Il rendiconto del giustizierato in Val di Crati e Terra Giordana, richiesto il 1º nov. 1269, non si era ancora chiuso nell'inverno 1271- In questo periodo il F. non poté ubbidire all'invito di presentarsi a corte perché giaceva malato nel castello di Manoppello in Abruzzo. Nel febbraio 1272 ricevette Pordine di partecipare alla progettata spedizione contro la Grecia, dalla quale i baroni si potevano esimere grazie al pagamento del servitium. Nell'aprile 1272 nuovi mandati richiesero al F. - il quale probabilmente sostituiva allora Elia di Gesualdo, gia suo successore nella carica di giustiziere in Val di Crati, tratto in quel periodo in arresto - di sospendere per qualche mese il focatico a Laino e di riconoscere l'esonero dal focatico generale alla Comunità di Mattafollone, distrutta dai partigiani di Corradino.
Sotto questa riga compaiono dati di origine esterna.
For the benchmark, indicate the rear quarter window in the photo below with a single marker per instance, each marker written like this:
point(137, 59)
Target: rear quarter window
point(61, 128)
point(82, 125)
Non è però certo che questi ordini abbiano raggiunto il F., che si spense il 17 apr. 1272. La sua morte, come già prima quella di suo padre Guglielmo, fu ricordata nel necrologio dei monastero di Montevergine, al quale entrambi furono evidentemente molto legati, sebbene sia tramandata notizia soltanto di una donazione da parte di Guglielmo.
Il F. sposò nel 1269 Margherita, figlia di Aquilina di Genzano, sposa in seconde nozze di suo fratello maggiore Pandolfa. Il giorno della morte di Margherita, 8 febbraio, è registrato nel necrologio della cattedrale di S. Matteo a Salerno. Dato che il F. non lasciò eredi diretti, Carlo d'Angiò rientrò in possesso di Polla e diede la baronia al nobile francese Angerairno di Summeroso. Sull'attivo di 400 once d'oro, risultante dal bilancio del giustizierato in Vai di Crati e Terra Giordana, il fratello Pandolfo rivendicò nel 1276 i diritti ereditari.